兵庫県高砂市在住。2017年4月まで20年間トルコに滞在。

エルドアン大統領の謝罪

(8月5日)

一昨日(8月3日)、エルドアン大統領は、自分たちがもっと早くギュレン教団の実態を見極めていなければならなかったとして、神と国民から許しを請うた。

これに対して、「責任を追及される前に、先手を打って謝ったんだろう」とか、「野党側にも反省を求める政治的な駆け引きだ」などと冷ややかに見る識者もいれば、「あれだけ信心深い人が神の赦しを請うているのだから意味は大きい」と肯定的に評価する識者もいた。

確かに、まったく政治的な背景のない発言とも思えないが、多くの国民が犠牲になった事件への率直な気持ちは、もちろん含まれていたと信じたい。

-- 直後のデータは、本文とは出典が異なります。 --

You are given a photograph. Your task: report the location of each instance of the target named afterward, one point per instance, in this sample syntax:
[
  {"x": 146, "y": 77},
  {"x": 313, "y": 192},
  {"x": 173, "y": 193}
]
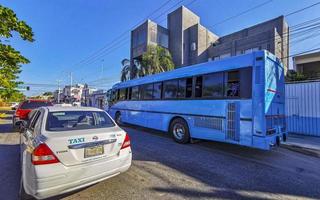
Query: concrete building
[
  {"x": 271, "y": 35},
  {"x": 146, "y": 34},
  {"x": 308, "y": 65},
  {"x": 190, "y": 43}
]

ギュレン教団は、70年代より防共政策の中で、国内やアメリカから支援を受けていたと言われている。80年代、オザル政権の時代には、軍や官僚機構へかなりのメンバーが浸潤し始めていたらしい。

故オザル大統領は、フェトフッラー・ギュレン師について、「平気で嘘をつく。あの男の野望はトルコに収まりきらない世界的な規模である」といった評価を下していたそうだが、自身も教団の勢力拡大には、一役買ってしまっていたのではないだろうか。

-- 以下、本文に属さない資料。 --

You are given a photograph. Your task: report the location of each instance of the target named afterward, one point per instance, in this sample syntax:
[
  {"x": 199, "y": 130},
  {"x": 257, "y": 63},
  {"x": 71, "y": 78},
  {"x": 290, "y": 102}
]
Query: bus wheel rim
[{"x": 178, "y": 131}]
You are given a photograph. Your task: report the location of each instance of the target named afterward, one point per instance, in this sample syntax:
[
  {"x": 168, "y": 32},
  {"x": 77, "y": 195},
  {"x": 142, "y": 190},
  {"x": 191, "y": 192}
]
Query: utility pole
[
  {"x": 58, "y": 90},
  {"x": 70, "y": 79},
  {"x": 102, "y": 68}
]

そして、教団の勢力がAKP政権の下で急成長したのは間違いないけれど、野党のCHPも、2014年以降は教団に接近していたから、AKPばかりを責める訳にもいかない。

やはりエルドアン大統領の言うように、まず反省して、これからどうするのか考えて行かなければならないような気がする。

幸い、日曜日(8月7日)にイスタンブールで予定されている「民主主義と犠牲者のための大集会」への出席を断っていたCHPのクルチダルオウル党首も、エルドアン大統領の再三の要請に応えて出席を承諾したという。これで日曜日の大集会には、与野3党が一堂に会することになる。

また、フェトフッラー・ギュレン師の送還を求めて、アメリカへ渡っていた議員団に関する報道では、トルコ国内の「アメリ陰謀論」とは全く異なる次元で、議員団がアメリカの当局者等々に、ギュレン教団が企てたクーデターの詳細と教団の危険性を説明した経過が伝えられている。

証拠のない陰謀論はもちろん、自分たちも教団を支援していたのだから、アメリカの支援を咎めるわけにも行かない。

「トルコでは大変なことになってしまいました。皆さんも気をつけて下さい」とやんわり理解を求めているのではないだろうか?

教団の実態が明らかになるにつれ、トルコと同様、アメリカでも驚きの声が上がってくるかもしれない。そのために、様々な機関や団体へ出向いて、説明を繰り返す方針のようである。